Freaky is a 2020 movie starring Vince Vaughn and Kathryn Newton and directed by Michael Landon, who also co-wrote with Michael Kennedy. The setup is typical small-town slasher stuff. The Butcher - played by Vaughn - is an immensely strong masked maniac with a big knife. He kills some Typical Dumb Kids at their parents house and then steals a really nice knife which turns out to be a mystical Aztec dagger. Then he attacks Millie (Newton). Instead of killing her, though, the dagger swaps their souls. Both wake up the next morning transposed(?). The Butcher, now perfectly disguised as a teen, sets out to explore possibilities.

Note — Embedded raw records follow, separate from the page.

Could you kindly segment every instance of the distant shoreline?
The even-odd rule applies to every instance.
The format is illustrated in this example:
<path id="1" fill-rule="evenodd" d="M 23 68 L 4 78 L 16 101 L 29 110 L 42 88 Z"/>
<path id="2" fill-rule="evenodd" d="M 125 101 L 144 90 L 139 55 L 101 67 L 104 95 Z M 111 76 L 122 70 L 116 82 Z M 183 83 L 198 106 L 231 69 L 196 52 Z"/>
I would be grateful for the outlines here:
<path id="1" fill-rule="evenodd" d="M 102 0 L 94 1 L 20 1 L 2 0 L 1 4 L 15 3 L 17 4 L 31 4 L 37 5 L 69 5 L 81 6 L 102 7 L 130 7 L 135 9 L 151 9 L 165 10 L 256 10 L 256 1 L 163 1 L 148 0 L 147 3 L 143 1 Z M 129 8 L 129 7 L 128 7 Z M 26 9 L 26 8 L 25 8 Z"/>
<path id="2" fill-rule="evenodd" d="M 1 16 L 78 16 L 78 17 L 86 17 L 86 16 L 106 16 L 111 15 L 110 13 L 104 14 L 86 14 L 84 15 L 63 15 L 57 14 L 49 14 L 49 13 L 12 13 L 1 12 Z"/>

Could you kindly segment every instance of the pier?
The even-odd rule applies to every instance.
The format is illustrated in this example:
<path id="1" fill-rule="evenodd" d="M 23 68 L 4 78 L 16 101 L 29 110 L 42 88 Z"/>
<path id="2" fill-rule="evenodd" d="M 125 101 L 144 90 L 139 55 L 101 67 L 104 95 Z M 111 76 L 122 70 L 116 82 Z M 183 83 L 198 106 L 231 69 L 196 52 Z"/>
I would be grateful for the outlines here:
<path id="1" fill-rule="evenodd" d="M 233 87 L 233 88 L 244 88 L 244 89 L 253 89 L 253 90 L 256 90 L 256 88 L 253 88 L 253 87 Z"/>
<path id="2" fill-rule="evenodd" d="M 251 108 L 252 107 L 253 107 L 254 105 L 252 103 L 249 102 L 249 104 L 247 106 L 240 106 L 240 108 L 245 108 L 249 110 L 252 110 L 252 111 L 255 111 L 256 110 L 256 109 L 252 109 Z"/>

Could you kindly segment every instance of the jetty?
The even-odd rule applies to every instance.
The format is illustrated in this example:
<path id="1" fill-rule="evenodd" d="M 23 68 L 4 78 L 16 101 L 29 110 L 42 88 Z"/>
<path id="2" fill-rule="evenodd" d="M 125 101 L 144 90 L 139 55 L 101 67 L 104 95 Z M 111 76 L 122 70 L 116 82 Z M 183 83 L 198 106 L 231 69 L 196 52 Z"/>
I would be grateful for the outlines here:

Millie, now played by Vaughn, tries to make people believe 'she' is not a serial killer.
Yes, it's a horror version of Freaky Friday and very silly in many ways. But Vaughn's portrayal of a high school girl is a delight and Netwon handles well the task of being a suddenly hot girl who easily manipulates others into deadly situations. A scene involving an unpleasant woodwork teacher is especially gory but Butcher/Millie pretty much cuts a swathe through jocks, bitches, and other stereotypes. Meanwhile, Millie/Butcher manages to convince her friends that she is herself and a bit of Googling reveals they have 24 hours to do another stabbing or the swap is permanent. All in all, it's an upbeat, life-affirming kind of movie with massive bloodshed.
Very different is Mom and Dad, Brian Taylor's 2017 black comedy. The central concept here is very, very similar to a story by James Tiptree Jnr, 'The Screwfly Solution'. Aliens (probably) mess with deep-seated human instincts to destroy us the easy way. In Tiptree's story, male aggression against women becomes an ungovernable rage. In Mom and Dad parental emotions are turned against offspring.
The film won some critical praise but audiences didn't really like it. It does subvert the ideal suburban US family in the most brutal way possible. Nicolas Cage and Selma Blair are excellent leads as a bickering, depressed couple whose children are a (fairly standard issue) pair of pains. Mysterious signals through electronic devices trigger a sudden, ungovernable desire among all parents to kill their offspring, and blood-drenched wackiness ensues.
This is an end-of-the-world story that quickly focuses on one family and the kids' desperate struggle to survive the onslaught of Mom and Dad. Cage does some scenery chewing, Blair is more nuanced, and the kids are genuinely sympathetic. Lance Henriksen arrives as grandpa later in the movie to add some extra yucks and ultra-violence.
What elevates Mom and Dad above (say) The Purge franchise is that the rationale is nicely worked out. Parents only attack their own children, the ones they are emotionally tied to, not other people's. This makes for weirdly disturbing scenes, especially at the start of the crisis when the first instinct of children is to run to mommy. There is also a well-handled scene in a maternity ward where the ordeal of a difficult birth is followed by babycidal rage.
Both the above were on Netflix at the time of writing. Some other horror comedies that left a good impression (on me, at any rate) I reviewed earlier. Among them is Tucker and Dave vs. Evil, which I mentioned here. I think this one is another good example of taking the slasher setup and twisting it into a more interesting shape.